Oh my god! It's legal and consumption went up?! Gee, I wonder if that's because that's what the voters wanted? Besides, it is a good thing, especially if people drink less because marijuana is available legally. Marijuana doesn't cause liver damage or diabetes that I've ever heard of. Alcohol on the other hand.... Yeah. And while it *can* be difficult to drive under the influence of marijuana, you're more likely to be extra cautious because of paranoia than get into an accident because you're swerving all over the place. And in any case, if you're feeling overly paranoid, you're more likely to say "I need to come down a bit before I start driving" on marijuana than people are to say "I'm too drunk to drive" with alcohol. It affects reaction times, but in my experience (my own and those I've smoked with) it doesn't really affect judgement. I have yet to hear of pot goggles, despite the horniness it can cause. It can make it difficult to concentrate, which is where any potential danger is. And of course, you will have irresponsible users just like with any other drug. Punish the irresponsible people who do stupid shit, not the average user who does it once in awhile in the comfort of their own home.

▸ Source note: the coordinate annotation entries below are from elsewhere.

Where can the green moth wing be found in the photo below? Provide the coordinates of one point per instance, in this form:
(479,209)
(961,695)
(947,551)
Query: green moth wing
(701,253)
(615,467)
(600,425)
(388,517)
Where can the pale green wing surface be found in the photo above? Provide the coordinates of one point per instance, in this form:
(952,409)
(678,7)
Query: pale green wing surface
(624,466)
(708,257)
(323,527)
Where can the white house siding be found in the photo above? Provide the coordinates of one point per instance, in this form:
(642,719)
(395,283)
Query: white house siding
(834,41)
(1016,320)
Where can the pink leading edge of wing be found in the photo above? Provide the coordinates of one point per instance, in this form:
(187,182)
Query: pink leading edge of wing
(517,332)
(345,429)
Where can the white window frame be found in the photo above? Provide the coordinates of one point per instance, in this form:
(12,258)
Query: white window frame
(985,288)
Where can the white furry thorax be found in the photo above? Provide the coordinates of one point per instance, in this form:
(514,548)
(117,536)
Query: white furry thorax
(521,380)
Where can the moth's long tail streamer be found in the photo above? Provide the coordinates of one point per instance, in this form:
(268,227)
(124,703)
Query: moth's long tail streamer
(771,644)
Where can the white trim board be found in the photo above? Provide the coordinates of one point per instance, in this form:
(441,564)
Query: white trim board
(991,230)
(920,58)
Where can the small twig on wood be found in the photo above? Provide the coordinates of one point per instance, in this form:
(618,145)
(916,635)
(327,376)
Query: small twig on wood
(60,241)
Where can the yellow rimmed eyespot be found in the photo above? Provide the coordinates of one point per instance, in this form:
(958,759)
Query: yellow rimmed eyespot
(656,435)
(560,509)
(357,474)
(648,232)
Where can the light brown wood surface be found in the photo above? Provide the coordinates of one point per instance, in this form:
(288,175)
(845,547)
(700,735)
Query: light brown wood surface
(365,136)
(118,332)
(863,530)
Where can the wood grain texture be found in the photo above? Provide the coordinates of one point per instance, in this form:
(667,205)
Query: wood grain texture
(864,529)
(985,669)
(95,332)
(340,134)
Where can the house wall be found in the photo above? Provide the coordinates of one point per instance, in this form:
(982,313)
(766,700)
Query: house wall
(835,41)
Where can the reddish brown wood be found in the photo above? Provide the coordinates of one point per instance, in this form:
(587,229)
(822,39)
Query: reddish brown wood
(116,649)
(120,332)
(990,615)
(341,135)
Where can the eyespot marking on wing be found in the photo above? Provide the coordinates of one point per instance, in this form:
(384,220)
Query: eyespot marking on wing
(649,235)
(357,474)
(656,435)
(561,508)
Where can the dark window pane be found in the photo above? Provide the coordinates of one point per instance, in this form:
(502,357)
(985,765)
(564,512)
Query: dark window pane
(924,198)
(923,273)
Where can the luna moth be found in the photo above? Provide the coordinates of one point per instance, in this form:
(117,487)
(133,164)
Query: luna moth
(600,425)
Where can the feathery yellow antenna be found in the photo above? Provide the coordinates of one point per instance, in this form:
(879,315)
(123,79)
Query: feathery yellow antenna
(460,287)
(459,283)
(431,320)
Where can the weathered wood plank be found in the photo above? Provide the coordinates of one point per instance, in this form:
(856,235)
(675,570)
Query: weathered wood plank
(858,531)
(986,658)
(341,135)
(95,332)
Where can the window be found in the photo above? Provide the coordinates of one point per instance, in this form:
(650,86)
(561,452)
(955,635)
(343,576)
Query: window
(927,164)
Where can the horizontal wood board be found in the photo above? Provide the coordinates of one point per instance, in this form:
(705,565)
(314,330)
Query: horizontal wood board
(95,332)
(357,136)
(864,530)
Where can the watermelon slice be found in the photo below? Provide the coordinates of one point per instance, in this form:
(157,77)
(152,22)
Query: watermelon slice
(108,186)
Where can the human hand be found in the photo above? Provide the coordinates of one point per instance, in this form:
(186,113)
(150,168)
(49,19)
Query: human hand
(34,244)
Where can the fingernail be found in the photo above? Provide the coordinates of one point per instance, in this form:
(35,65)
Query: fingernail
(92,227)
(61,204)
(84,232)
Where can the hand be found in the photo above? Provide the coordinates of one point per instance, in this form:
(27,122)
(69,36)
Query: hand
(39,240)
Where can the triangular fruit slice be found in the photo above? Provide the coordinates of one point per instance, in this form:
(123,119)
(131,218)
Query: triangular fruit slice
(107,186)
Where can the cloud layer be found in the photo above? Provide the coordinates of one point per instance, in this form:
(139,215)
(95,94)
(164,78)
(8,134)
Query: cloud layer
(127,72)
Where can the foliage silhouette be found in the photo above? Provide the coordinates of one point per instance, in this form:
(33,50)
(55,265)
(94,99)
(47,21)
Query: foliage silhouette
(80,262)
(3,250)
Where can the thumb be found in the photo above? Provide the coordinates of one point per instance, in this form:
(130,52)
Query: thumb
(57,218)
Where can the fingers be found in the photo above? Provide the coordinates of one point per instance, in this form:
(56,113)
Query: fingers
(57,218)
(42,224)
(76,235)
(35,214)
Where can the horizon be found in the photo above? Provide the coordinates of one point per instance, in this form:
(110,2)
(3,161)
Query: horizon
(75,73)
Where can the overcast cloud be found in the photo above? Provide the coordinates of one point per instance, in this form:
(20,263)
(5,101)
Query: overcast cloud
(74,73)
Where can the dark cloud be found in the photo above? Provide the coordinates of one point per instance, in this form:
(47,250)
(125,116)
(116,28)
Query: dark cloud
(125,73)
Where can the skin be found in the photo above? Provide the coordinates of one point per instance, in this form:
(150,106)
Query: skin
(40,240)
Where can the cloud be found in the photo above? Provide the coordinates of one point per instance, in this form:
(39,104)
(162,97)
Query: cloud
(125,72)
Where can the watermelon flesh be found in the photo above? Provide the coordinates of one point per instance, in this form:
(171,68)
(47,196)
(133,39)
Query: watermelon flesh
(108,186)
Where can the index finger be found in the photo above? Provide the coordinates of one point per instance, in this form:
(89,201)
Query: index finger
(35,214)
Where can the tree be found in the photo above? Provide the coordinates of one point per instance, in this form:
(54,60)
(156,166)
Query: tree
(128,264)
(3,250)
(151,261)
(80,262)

Celebrities like Richard Burton and Humphrey Bogart who drank every day and every day hard, all died young. In contrast, people like Bink Crosby (yes Bing was a daily pot user his entire adult life), Louis Armstrong and Willie Nelson who were and are just as big of stoners as Burton or Bogart were drunks, all lived to old age. Alcohol is used in excess will kill you. Pot will at most make you boring.
Basic supply and demand.
The supply curve shifted with legality.
"Whatever the costs of legalization, of course, they need to be weighed against the costs of prohibition, which include the frustration of consumer desires as well as the direct effects of criminalization and the problems associated with a black market."
Right. Governments spend BILLIONS of dollars investigating, arresting, processing, prosecuting, and jailing marijuana consumers. - 20 million Americans are now locked away in permanent, second-class citizenship because of a marijuana arrest. They will forever face huge obstacles to decent employment, education, travel, housing, government benefits, and will always go into court with one strike against them. They can even have their children taken away!
That has a horrible effect on the whole country, being an incredible waste of human potential.
"Some might even argue that a utilitarian weighing of costs and benefits is inappropriate in this context, since nothing can make it just to punish people for actions that violate no one's rights."
YES! - How much is freedom worth?
Professor Julian Heicklen never smoked, or cared about, marijuana. But when he retired in 1998, he decided the most important thing he could do was to lead marijuana smoke-outs at the Gates of Penn State, every Thursday for more than a year. Of course, he was arrested several times. When asked why he was doing this, he replied:
"Marijuana is the messenger, not the message. The issue is whether we will live in freedom or in tyranny!"
Wow. That guy is pretty awesome.
Without a doubt. I wish I had been a student of his.
The criterion "12 and older" is not meaningful. It should separate into at least the groups that Monitoring-The-Future (or YRBSS) uses to measure prevalence. Then we'd see 'apples-apples' comparisons. More important, the concern that pot smoking is not good for developing brains. If it turns out to be true, we'll want to have that data by age group.